There is now a push to set a 90% goal. I often questioned how much of the recent gain was improvement in achievement and how much was it just pushing students through the system? In 2011 when I became the chairman, Jimmy Gillespie was contacted by a couple of teachers. What they told him (and it was later confirmed by an investigation) was nothing short of scandalous. There was a computer program called APEX. Where if a student failed a course, the student could go to a computer lab, take the course using APEX and make-up the course credit. Teachers were complaining students were flunking out of a course, then just spending a few days on APEX and getting full credit for the course. Students realized this was going on, so some stopped trying in class and just APEXed the course later on. We had the curriculum director (Dr. Pew) investigate. She gave the board a couple of presentations and we made some changes to fix the problem. The Seneca Journal reported on it. During that time I talked to about 10 teachers. Other board members did as well. Many teachers described APEX as a four letter word, or said this or that student didn’t deserve to walk across the graduation stage. Some said they were pressured by principals and guidance counselors to sign papers giving students credit using APEX, when they didn’t feel the students had put the time in for the course credit. 
 
If this idea of a 90% graduation goal comes up again, I would ask for an evaluation instead. Start by interviewing teachers in 12th grade core courses that have to be passed in order to graduate. They’ll know if all the graduates are meeting the standards to graduate. I also suggest they ask the technical schools and local university for data on how much remediation Pickens County graduates are requiring when they reach college.  
 
Number of Teachers: 
Looking deeper into the district’s report card, the number of teachers fell to 1,015 or the lowest since I’ve been keeping records over the past 15 years. This is the result of the superintendent recommending and the board voting to cut classroom teaching positions over the past three years (all of which I voted against).  
 
The teacher turnover rate of 10.3% this past year is highest it has been.
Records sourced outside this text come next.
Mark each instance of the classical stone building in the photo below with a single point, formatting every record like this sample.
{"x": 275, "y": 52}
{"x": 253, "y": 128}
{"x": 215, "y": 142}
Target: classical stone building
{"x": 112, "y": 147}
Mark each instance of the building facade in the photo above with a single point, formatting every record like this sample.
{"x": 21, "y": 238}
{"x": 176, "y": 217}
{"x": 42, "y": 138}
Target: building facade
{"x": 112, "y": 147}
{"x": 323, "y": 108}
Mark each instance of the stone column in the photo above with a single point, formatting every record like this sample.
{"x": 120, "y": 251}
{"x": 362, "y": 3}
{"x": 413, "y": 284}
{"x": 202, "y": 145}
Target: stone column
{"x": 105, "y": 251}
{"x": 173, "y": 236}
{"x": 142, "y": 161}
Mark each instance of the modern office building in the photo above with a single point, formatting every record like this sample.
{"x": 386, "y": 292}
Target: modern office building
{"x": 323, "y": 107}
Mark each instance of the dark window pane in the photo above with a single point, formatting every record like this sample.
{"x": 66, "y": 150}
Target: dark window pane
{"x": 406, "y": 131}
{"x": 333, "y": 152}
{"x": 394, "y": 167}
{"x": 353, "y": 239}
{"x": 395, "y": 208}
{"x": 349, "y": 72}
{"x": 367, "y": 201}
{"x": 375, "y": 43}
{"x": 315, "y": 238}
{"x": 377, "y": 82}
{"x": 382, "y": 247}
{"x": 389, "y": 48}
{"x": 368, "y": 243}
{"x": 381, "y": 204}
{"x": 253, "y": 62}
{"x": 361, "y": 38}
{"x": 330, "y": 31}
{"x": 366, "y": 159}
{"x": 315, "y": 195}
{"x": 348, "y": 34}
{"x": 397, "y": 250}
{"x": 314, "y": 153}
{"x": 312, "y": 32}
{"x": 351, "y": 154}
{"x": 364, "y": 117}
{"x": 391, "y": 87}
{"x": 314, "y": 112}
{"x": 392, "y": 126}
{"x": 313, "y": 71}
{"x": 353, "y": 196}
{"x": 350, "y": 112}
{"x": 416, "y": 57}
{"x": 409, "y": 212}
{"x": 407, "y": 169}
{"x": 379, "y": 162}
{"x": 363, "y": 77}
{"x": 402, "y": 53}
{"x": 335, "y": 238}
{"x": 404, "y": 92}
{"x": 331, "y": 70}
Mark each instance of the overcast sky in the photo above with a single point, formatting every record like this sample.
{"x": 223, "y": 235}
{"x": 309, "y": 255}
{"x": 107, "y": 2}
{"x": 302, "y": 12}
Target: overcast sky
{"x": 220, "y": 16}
Why? District leaders and those in Columbia have forgotten teachers enter the field because they want to teach their children as they see fit and are trained to do. Today teachers are told exactly what to teach, how to teach it, how long to teach it and when to teach it. And administrators are looking over their shoulders, observing and evaluating every bit of the way to make sure each teacher is doing exactly as told.   
 
In 2011 the percentage of total spending making it to the classroom was 60%. Today that figure has fallen to 54%, a new low, because the new board rather spend money on the 18th activity bus then put it in the classroom.   
 
Survey: 
Each year the state department of education surveys teachers and parents how three issues at each school. Are you satisfied with the learning environment, the physical environment and school-home relations? For instance, 100% of the teachers at Holly Springs were satisfied with the learning environment at their school.  
 
I have this data from 2008 through 2016. Looking at the survey from January 2016 (the last one we have) 88.4% of teachers were satisfied with the learning environment at their school, 91.9% were satisfied with the physical environment, and 87.7% were happy about the school-home relations at their school. That averages to 89.3%. That average was 93.0% (2015), 93.3% (2014), 91.9% (2013), 93.0 (2012), 91.9% (2011), 91.9% (2010), 91.1% (2009) and 91.6% (2008).  
 
The last reading of 2016 at 89.3% is the lowest since I’ve been keeping records. Realize teachers received 3 pay raises in August 2015, or months before they took this survey in early 2016. And the survey was taken before they closed AR Lewis and Holly Springs.